Success during a crisis can be uncomfortable. “I can’t say enough that it’s bittersweet,” said Sunshine Foss, the owner of Happy Cork, a Brooklyn wine shop whose sales soared as other businesses in her neighborhood closed down.

Here are five small businesses that beat the pandemic odds and are thriving — and even hiring — as they move into 2021.

Wine shop

Some Businesses Thrived as Others Struggled to Survive
Some Businesses Thrived as Others Struggled to Survive

“I’m so happy now that there’s huge customer demand, but it’s bittersweet that it took all of this to get attention on these brands,” Ms. Foss said.

When Ms. Foss and her husband, Remo, opened their wine store in March 2019 on a lightly trafficked side street in the Bedford-Stuyvesant neighborhood, hours would sometimes pass without a sale.

“We would stand on the street and beg people to come in and try our stuff,” she said.

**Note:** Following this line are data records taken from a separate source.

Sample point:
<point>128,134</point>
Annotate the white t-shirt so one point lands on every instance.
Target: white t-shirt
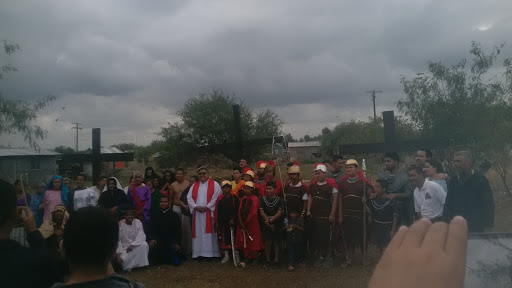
<point>429,200</point>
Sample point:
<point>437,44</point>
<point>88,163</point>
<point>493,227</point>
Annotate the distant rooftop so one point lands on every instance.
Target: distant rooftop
<point>304,144</point>
<point>5,152</point>
<point>109,150</point>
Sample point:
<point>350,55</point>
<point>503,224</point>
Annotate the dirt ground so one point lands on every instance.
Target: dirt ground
<point>214,274</point>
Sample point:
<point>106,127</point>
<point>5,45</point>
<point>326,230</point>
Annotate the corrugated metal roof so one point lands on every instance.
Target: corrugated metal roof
<point>4,152</point>
<point>304,144</point>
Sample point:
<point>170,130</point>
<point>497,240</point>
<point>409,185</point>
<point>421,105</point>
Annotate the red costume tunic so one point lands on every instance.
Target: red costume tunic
<point>248,211</point>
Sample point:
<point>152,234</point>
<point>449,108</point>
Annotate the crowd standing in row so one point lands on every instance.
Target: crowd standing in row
<point>161,220</point>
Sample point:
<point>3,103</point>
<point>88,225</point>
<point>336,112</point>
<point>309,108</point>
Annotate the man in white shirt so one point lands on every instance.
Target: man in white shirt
<point>429,197</point>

The pandemic changed that. As the city locked down in the spring, customers streamed in for wine by the bottle and by the case. In April, sales doubled. Sales jumped again in the summer: As protests over police brutality and systemic racism rocked the city and nation, demand for products from Black-owned businesses — Happy Cork’s specialty — increased.

“I couldn’t keep Black Girl Magic on the shelves,” Ms. Foss said, referring to a California wine collection created by two sisters. “I’m so happy now that there’s huge customer demand, but it’s bittersweet that it took all of this to get attention on these brands.”

Esrever Wines, a label created by three longtime friends from Queens, has been one of the beneficiaries. The pandemic complicated production for the company, because the California winery that produces its blends is short on staff, but demand has soared and Happy Cork is among the business’s top retail locations, said Tyshemia Ladson, one of Esrever’s founders.